Nur sehr wenige Menschen haben nie Angst. Das wiederum ist für andere sehr beängstigend. Jemandem zu begegnen, der mitten in Gefahren hineingeht ohne Zittern und Stocken.
Eigentlich haben alle Menschen Angst. Nur mit unterschiedlichen Themen verknüpft. Angst vor einem Virus, vor dem Fallen, vor zu viel Nähe, vor zu wenig Nähe, vor Verlusten. Wir können das Leben so wahrnehmen, dass ständig das Etikett Angst dran klebt. Zum Glück sind wir Meister im Bewältigen, Wegschieben, Ablenken, medikamentös Herunterregeln, Gewöhnen und Ignorieren. Und großartig, wer ein breites Spektrum an Bewältigungsstrategien beherrscht. Magst du mal einer vielleicht ungewöhnlichen Idee folgen
In der Regel gibt es eine Situation wie das Auftauchen eines Virus, ein steiler Abhang vor mir oder eine menschliche Bedrohung mit der Stimme oder der Faust. Ganz schnell reagiert unser autonomes Nervensystem mit Kampf, Flucht oder Erstarren. Dann gibt es einen Gedanken: „Wie kann ich das jetzt einschätzen? Wie gefährlich ist es? Habe ich noch Zeit für eine angemessene Reaktion?“ Zugleich wird in unserem Körper etwas ausgelöst das wir schnell mit einem Gefühlsnamen bezeichnen: „Angst!“ Oft beschäftigt uns dann der Gedanke, was wir tun sollen und wie wir das unangenehme Gefühl wieder loswerden. Irgendwann entsteht das Grübel-Karussell, das immer wiederkehrende Angstgefühl und die Angst vor der Angst. Dieses dicke Paket ist uns im Laufe der Jahre sehr vertraut und wir tun viel dafür, das zu vermeiden.

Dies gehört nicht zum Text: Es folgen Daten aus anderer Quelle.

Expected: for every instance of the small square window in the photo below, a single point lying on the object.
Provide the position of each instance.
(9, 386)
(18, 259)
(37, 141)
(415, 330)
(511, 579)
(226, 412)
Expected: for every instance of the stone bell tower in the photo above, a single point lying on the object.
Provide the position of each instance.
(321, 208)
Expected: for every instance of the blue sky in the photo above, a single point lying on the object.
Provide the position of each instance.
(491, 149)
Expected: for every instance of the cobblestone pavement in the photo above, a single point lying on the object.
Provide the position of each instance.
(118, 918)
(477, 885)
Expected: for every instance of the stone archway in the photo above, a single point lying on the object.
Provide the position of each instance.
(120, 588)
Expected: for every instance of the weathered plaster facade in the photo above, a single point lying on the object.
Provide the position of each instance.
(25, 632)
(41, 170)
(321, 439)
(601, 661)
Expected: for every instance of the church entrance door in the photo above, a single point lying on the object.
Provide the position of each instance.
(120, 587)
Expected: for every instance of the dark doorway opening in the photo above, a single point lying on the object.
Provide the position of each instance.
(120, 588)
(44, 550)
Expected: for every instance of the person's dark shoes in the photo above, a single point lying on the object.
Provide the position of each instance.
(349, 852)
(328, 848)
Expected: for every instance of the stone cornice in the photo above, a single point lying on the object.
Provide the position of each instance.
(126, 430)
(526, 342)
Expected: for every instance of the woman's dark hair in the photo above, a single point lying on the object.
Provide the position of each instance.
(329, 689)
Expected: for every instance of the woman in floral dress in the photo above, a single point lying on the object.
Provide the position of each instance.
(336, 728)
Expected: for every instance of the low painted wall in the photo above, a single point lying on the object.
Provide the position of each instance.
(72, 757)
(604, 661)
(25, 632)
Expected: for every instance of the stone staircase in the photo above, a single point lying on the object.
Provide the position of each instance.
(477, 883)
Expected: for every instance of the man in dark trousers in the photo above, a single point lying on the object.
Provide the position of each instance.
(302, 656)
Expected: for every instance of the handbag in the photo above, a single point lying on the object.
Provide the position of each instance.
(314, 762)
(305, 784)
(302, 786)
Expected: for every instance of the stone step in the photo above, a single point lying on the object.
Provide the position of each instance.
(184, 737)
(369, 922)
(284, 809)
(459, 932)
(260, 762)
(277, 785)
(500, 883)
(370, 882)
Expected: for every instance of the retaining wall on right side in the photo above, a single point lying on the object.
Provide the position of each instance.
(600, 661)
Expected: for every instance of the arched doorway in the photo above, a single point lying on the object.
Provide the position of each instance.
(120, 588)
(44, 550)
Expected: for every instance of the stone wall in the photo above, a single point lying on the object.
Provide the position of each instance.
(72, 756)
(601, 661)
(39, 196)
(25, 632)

Wie wäre es, wenn wir mal für einen Augenblick nur kurz den Gedanken zulassen und nicht sofort uns von der Angst verschlingen lassen sondern beim Körper selbst bleiben. Genauer bei dem, was das, was gerade geschieht, wo in unserem Körper auslöst? Wie geht das, was geschieht dabei, und inwiefern kann das hilfreich sein?
Es gibt immer eine Reaktion im Körper. Wir schwitzen, hören auf zu atmen, im Brustbereich kann sich etwas zusammenziehen, der Hals kann sich zugeschnürt anfühlen. Da gibt es ein Klopfen oder Pochen, Es wird warm oder kalt. Es fühlt sich bei Gefahren besonders unangenehm an. Anstatt zu denken können wir in den Körper hineinspüren.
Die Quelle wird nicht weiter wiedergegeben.